In underground operations such as coal mines and metal mines, the safety monitoring of mine gas (such as methane, carbon monoxide, carbon dioxide, etc.) is crucial. As the core detection equipment, the mine gas chromatograph often faces harsh environmental challenges such as high humidity, high dust, large temperature differences, and strong vibrations. If not maintained properly, it can not only lead to data deviation, but also potentially cause security risks. Therefore, maintenance techniques for special working conditions need to start from details and build a full process system of "prevention cleaning calibration protection".
1、 Environmental Control: The 'First Line of Defense' for Isolating Adverse Factors
The core threats to the mining environment are dust and moisture. The instrument should be placed in a sealed dust-proof box or equipped with a high-efficiency particulate air filter (HEPA) to reduce dust intrusion into key components such as chromatography columns and injection ports; At the same time, configure temperature and humidity control devices (such as small dehumidifiers+heating modules) to stabilize the working environment at a temperature of 15-30 ℃ and a humidity of ≤ 60% RH, avoiding electronic components from being short circuited due to moisture or chromatographic column stationary phase loss. For high-frequency vibration scenarios (such as moving detection with mining cars), shock absorbers need to be installed to reduce the impact of mechanical vibration on the sensitivity of detectors (such as FID, TCD).
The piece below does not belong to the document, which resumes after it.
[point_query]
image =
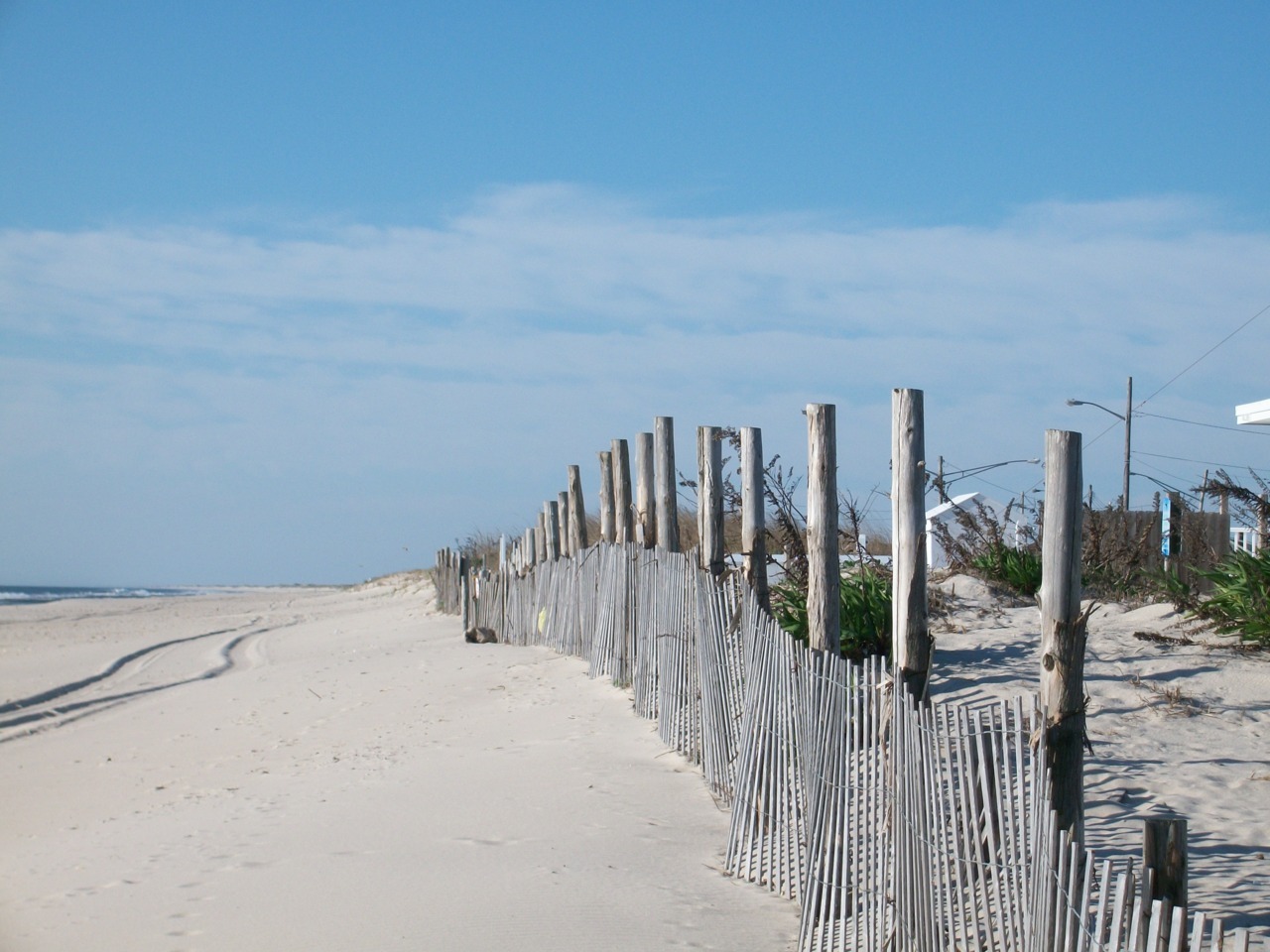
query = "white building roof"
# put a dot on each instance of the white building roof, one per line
(1257, 413)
2、 Daily cleaning: the key action to prevent pollution accumulation
Dust and water vapor are prone to adhere to the injection pad, chromatographic column interface, and detector surface. The "three-step cleaning method" should be performed after daily operation: ① Disassemble the injection pad, wipe the inner wall of the injection port with anhydrous ethanol, and replace the aging gasket (recommended to replace every 50 injections or every 3 months); ② Clean the interface at both ends of the chromatography column with a soft bristled brush to avoid dust blocking the flow path; ③ The detector (such as FID nozzle) needs to be unblocked with fine copper wire and cleaned with ultrasonic cleaning (frequency 40kHz, time 10 minutes) to prevent carbon deposition from affecting signal response. Attention: Power off and wear anti-static gloves during cleaning to avoid static electricity breakdown of the circuit.
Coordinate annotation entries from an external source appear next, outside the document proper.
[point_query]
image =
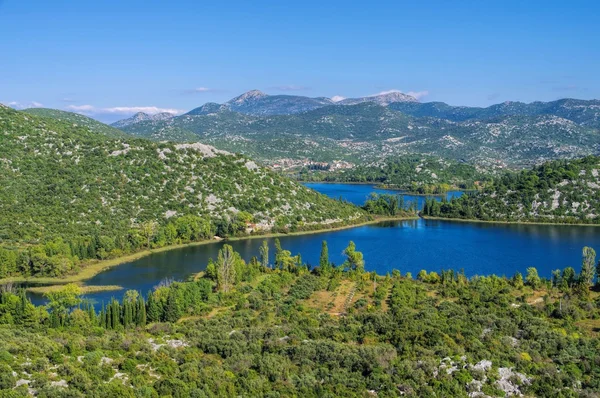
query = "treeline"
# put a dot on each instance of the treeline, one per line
(252, 329)
(419, 174)
(59, 257)
(559, 191)
(389, 205)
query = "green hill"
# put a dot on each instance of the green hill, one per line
(559, 191)
(280, 330)
(105, 196)
(422, 174)
(78, 120)
(369, 132)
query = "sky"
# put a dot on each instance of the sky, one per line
(108, 59)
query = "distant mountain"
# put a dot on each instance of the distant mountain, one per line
(64, 180)
(582, 112)
(368, 132)
(206, 109)
(381, 99)
(142, 117)
(559, 191)
(256, 102)
(76, 119)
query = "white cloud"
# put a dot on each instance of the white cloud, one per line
(202, 90)
(25, 105)
(416, 94)
(121, 110)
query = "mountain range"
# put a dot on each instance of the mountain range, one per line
(511, 134)
(367, 130)
(65, 180)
3、 Regular calibration: the lifeline to ensure accurate data
Adverse environments can accelerate instrument performance drift, and it is necessary to shorten the calibration cycle to half of the regular environment (such as once a month). Before calibration, sufficient preheating (≥ 2 hours) is required, and the stability of retention time and peak area should be verified using standard gases (such as methane 1000ppm, CO 500ppm). If the deviation exceeds ± 5%, the carrier gas flow rate, column temperature program, or chromatographic column should be readjusted. In addition, it is necessary to check the sealing of the gas path every quarter (leakage rate detected by soap film flowmeter<0.1mL/min) to prevent high concentration components in the mine gas from contaminating the carrier gas system through reverse osmosis.
4、 Long term protection: a "strategy" to extend lifespan
During non work periods, the instrument should be stored in a drying cabinet (with a built-in silicone desiccant) and the gas and power sources should be disconnected; Run the 'self-test program' once a month to activate electronic components. For key components such as chromatography columns and detectors, specialized protective grease (temperature resistant -20~150 ℃) can be applied to reduce oxidation and corrosion.
The maintenance of mine gas chromatographs is essentially a "dynamic game" with harsh environments. Through targeted protection, refined cleaning, and high-frequency calibration, the reliability of monitoring data can be ensured, and technical barriers can be built for mine safety.